The ONS is a non-ministerial department that reports directly to UK Parliament, informing the decisions that Parliament makes. “We produce, we collect, we analyse, we disseminate, we publicise the data across a wide range of economic, social and demographic information,” said Sandford-Taylor, who added that the data comes from in-person surveys and interviews.
The office produces 650 releases every year including GDP, population and immigration statistics, price statistics - including consumer price inflation based on the basket of goods - social statistics on neighbourhoods and crime, labour market statistics and vital event statistics such as births, deaths and marriages.
With all the detailed statistical analysis taking place on all those figures, the British public is mainly interested in one thing: baby names. For the record, the most popular names in 2016 were Oliver and Olivia. Sandford-Taylor added that he and his team even created a presentation on the number of Game of Thrones-inspired names appearing in the top 100.
However, the ONS has more serious challenges. There are almost 650 systems designed around the surveys, statistics and outputs, so the data is largely held in silos. In addition, there is a high volume of data. In the past, the team was dealing with 100,000 or 200,000 pieces of survey-based data, but that has now gone up to the millions. “If we use our traditional methods to do the statistics, it could take weeks or maybe months,” said Sandford-Taylor.
"There's a lot of data out there in government...and all of it is available to us."
They also have many reviews to check how the ONS is operating; a recent one was the 260-page Independent review of UK economic statistics, led by Professor Sir Charles Bean, published in 2016. His conclusion was the ONS could be doing more with data.

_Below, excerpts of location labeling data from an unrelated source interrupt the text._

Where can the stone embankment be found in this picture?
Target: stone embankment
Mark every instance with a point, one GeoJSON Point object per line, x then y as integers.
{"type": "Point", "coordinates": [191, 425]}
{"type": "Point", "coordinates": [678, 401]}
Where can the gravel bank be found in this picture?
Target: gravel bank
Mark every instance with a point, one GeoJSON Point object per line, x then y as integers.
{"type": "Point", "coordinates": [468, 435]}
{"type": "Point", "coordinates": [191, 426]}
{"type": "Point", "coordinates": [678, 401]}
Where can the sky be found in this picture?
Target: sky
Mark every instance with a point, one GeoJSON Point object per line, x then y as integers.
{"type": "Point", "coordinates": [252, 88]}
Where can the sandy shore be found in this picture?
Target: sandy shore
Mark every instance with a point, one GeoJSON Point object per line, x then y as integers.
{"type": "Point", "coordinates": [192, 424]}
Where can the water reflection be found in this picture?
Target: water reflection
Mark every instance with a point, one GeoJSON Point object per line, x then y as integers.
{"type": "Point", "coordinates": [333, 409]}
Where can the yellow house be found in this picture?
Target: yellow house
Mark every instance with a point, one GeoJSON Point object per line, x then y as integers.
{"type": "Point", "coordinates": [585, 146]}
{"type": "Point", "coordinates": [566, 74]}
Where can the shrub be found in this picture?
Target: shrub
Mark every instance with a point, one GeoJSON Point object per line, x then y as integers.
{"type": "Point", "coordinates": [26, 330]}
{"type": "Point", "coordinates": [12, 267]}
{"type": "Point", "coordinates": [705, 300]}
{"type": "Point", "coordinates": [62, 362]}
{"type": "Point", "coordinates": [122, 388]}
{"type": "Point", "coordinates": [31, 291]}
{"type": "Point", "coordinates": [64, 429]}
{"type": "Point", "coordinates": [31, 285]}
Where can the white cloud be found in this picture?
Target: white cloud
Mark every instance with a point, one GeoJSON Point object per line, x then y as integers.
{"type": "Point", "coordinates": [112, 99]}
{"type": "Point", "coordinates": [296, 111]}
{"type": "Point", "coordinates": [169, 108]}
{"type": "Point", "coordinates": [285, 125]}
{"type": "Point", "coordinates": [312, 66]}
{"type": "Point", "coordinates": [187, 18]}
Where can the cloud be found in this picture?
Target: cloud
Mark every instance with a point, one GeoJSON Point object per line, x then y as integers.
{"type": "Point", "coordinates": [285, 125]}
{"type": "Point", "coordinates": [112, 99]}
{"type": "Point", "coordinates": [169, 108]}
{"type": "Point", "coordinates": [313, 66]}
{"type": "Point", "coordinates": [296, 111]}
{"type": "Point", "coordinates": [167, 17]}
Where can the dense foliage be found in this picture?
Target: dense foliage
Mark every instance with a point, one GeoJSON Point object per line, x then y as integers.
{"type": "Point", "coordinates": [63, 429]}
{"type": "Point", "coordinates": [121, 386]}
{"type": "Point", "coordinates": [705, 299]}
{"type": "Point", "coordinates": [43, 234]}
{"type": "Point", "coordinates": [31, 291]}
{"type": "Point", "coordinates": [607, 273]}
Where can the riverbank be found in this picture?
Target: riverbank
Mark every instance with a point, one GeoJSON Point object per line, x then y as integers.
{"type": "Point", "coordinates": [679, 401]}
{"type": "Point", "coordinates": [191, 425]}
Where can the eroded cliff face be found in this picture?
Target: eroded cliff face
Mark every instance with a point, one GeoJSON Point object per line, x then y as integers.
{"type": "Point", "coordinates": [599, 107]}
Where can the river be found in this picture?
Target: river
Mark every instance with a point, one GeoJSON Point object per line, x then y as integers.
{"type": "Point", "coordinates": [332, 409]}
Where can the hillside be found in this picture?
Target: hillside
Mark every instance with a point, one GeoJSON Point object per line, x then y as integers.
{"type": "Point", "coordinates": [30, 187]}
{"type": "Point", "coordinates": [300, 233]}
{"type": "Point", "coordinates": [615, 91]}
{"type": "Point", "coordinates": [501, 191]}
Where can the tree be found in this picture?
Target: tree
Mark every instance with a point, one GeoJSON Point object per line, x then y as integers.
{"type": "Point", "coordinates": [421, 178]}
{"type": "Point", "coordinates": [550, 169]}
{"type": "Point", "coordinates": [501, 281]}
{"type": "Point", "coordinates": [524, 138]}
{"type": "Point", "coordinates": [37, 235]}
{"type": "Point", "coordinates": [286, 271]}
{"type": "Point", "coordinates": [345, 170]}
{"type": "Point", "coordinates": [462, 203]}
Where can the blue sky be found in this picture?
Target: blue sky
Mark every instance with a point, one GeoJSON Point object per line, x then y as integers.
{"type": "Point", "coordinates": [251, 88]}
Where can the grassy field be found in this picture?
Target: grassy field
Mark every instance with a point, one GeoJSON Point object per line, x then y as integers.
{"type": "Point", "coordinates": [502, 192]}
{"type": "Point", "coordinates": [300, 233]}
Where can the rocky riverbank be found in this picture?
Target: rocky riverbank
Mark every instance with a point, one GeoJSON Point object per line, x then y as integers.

“There’s a lot of data out there in government. Business transacts with government, citizens transact with government quite a lot and all of this data is available to us through the Statistics Act,” he said. As a result, the ONS decided to start implementing data science.
The ONS had already established the Data Science Campus in March 2017 to train people in data science, as well as a university course and an enterprise architecture diagram. The diagram visualises the data going into the data management layer. It then undergoes processing analysis and is finally pushed out for dissemination on the website.
Sanford-Taylor said he knows there are lots of good open source technologies for the above processes, such as Hadoop and MapReduce. However, his staff did not understand all of those technologies and did not have the time to work out which versions worked together.
Cloudera turned out to be answer and is now used as the location for storing and managing ONS data, where the processes are run. “We really needed to find someone who could package that all up for us and deliver it. Their offering gave us a pre-configured environment that we could use and work around our entire data platform.”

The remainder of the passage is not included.